Baidu's first quarter may not seem solid at first glance. Total revenue declined 7% in the first quarter, with Baidu Core -- its flagship search, feed, and AI businesses -- checking in with a 13% slide. The good news is that investors were bracing for worse. Given the early and thorough impact of COVID-19 in China, Baidu's own guidance for the period was calling for a 5% to 13% year-over-year slide in total revenue with a 10% to 18% plunge in Baidu Core. Baidu landed at the kinder end of the midpoint of both of those ranges, and that was with the initial outlook in late February. The global situation with the pandemic naturally got even worse in the third and final month of the quarter. Baidu's $3.18 billion in revenue for the quarter was comfortably ahead of the $3.1 billion analysts were targeting.

Image source: Baidu.
Turning momentum around
Baidu has been one of the market's bigger winners since going public at a split-adjusted price of $2.70 in the summer of 2005, and it's nearly a 40-bagger over those 15 years. This is an entirely different story if we draw the starting line at the end of 2017, as the stock has gone on to shed more than half of its value through Monday's close. Baidu's fall from grace has been partly self-inflicted, but the online advertising market in China itself has been softening since the country's economy started to slow amid U.S. trade tensions last year.

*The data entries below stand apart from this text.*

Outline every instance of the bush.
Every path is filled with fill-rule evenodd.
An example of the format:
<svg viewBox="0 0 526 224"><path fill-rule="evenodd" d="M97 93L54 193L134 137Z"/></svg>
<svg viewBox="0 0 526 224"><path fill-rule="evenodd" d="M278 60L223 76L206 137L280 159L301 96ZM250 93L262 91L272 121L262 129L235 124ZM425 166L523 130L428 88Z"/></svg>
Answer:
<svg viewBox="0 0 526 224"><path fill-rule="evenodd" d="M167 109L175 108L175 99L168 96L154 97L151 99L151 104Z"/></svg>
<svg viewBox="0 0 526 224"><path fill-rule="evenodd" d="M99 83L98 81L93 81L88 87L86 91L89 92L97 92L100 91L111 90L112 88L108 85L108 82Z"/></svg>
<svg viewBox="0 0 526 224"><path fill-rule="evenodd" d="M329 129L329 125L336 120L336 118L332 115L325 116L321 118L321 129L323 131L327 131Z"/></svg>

There are a few encouraging signs in Monday's report. Adjusted earnings and operating profit more than tripled, also naturally vastly exceeding market expectations. A lot of things are going right at Baidu, particularly in mobile. Baidu App's daily active users hit 222 in March, up 28% over the past year with in-app search queries soaring 45%. The growth is accelerating from the prior quarter's pace, and that's going to come in handy when the headwind of China's weak online advertising market turns into a headwind.
Baidu's making the most of its stock trading 55% below where it was at end of 2017. Its board has authorized another $1 billion in repurchases, and it's good for the money, with more than $20.7 billion in cash and marketable securities on its balance sheet.
We still have a long way to go to return to where we were before back-to-back years of sharp declines and a 2020 that still finds Baidu in a hole. Revenue has still declined in three of the past four quarters. Baidu's guidance is inspiring, relatively speaking. The $3.5 billion to $3.9 billion on the top line that it's forecasting for the current quarter is a sequential pop even at the low end. On a year-over-year basis we're looking at a decline of 5% on the low end and an increase of 4% on the high end. The midpoint of that range is roughly flat growth, but that's not a bad thing as China starts to breathe new life into its economy.
It will always be risky to invest in Chinese stocks, but it's hard to dismiss Baidu after a bad couple of years. It still has a dominant position in search, and a lot of the negative trade tensions, hobbled economy, and COVID-19 setbacks appear to be clearing in the world's most populous nation. Baidu isn't back to where it was in its prime, but it is taking some steps in the right direction.